Ministro aciona PGR sobre revisão da condenação de Bolsonaro
Nunes Marques deu prazo de 20 dias para manifestação; defesa alega que julgamento da Primeira Turma do STF deve ser anulado


O ministro Kássio Nunes Marques | Antonio Augusto/STF
O ministro Kássio Nunes Marques, do Supremo Tribunal Federal (STF), deu prazo de 20 dias para que a Procuradoria-Geral da República (PGR) se manifeste sobre um pedido de anulação da pena do ex-presidente Jair Bolsonaro (PL).
Bolsonaro foi condenado a 27 anos e 3 meses de prisão por crimes relacionados à tentativa de golpe de Estado e cumpre a pena provisoriamente em regime domiciliar enquanto se recupera de uma broncopneumonia e uma cirurgia no ombro.

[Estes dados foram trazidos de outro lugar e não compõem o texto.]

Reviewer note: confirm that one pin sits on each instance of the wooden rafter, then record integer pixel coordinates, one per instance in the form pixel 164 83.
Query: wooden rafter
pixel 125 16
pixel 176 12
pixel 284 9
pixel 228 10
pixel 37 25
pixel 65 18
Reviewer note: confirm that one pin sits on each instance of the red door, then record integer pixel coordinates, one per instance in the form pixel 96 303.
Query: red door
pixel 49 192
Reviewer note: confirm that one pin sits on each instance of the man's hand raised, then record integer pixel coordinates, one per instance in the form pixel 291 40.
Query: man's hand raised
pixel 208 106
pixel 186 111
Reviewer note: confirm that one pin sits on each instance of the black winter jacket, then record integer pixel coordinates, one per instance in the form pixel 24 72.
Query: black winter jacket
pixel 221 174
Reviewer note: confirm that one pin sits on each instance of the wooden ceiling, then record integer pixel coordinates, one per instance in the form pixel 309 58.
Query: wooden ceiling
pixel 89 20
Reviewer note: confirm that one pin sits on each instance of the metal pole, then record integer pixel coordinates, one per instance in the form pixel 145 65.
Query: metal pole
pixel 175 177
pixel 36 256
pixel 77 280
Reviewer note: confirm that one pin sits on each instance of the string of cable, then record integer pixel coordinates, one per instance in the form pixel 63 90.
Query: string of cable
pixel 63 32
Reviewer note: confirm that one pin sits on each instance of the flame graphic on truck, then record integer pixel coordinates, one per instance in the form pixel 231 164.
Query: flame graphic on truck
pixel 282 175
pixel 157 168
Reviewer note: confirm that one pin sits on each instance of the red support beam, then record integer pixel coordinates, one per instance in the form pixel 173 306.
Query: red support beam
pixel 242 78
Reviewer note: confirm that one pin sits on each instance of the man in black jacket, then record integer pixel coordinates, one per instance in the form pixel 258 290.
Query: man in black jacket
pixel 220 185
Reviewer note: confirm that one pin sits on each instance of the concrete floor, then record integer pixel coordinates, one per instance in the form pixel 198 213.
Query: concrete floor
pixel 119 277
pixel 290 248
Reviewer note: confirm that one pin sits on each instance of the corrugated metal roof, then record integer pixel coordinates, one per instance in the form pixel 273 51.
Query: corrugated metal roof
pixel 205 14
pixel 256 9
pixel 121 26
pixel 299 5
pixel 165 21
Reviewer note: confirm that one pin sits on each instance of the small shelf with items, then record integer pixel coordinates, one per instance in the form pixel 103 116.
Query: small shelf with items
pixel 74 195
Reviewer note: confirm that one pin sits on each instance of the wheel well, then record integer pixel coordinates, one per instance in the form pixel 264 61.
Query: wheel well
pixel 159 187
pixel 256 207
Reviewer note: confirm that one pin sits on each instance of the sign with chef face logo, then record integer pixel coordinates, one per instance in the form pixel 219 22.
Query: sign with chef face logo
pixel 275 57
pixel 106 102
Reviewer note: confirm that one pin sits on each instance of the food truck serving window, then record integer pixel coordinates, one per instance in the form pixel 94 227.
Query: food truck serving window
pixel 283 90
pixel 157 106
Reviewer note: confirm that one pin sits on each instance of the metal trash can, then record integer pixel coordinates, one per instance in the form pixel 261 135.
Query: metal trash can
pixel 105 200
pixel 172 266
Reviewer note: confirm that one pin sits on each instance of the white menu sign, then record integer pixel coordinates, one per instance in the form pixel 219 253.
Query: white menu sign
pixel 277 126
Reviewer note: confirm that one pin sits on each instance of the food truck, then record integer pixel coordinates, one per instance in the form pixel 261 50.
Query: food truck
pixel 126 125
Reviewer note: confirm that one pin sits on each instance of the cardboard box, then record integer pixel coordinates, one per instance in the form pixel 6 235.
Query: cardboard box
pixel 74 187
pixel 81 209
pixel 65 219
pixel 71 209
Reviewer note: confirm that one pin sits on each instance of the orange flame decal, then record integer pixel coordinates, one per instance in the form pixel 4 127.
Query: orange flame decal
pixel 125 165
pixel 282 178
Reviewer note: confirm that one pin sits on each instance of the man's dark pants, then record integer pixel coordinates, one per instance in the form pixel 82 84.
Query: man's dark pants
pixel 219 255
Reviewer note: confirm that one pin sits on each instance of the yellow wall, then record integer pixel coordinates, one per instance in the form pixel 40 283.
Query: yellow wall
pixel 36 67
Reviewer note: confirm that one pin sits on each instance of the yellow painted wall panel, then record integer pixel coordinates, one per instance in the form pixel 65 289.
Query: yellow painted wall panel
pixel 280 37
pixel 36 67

O despacho assinado nesta quarta-feira (27) é em resposta a um pedido apresentado pela defesa de Bolsonaro em 8 de maio. Os advogados alegaram haver nulidades na tramitação da ação penal que incorreram em “erro judiciário”. Entre os questionamentos estão a própria competência da Primeira Turma para ter julgado o caso, supostas irregularidades na produção de provas e possível cerceamento de defesa.
O prazo inicial, como é típico nos pedidos de manifestação da PGR, seria de 10 dias. Porém, o ministro dobrou o período “diante da complexidade do feito, que envolve o julgamento de ex-presidente da República”.
Nunes Marques foi sorteado relator em 11 de maio como integrante da Segunda Turma, já que o regimento interno da Corte prevê que a relatoria de pedidos de revisão criminal deve, necessariamente, ficar com integrantes desse colegiado.
A revisão criminal é uma medida excepcional e raramente resulta na anulação de condenações. O instrumento permite reexaminar o caso quando não há mais possibilidade de recurso, desde que sejam apresentadas novas provas.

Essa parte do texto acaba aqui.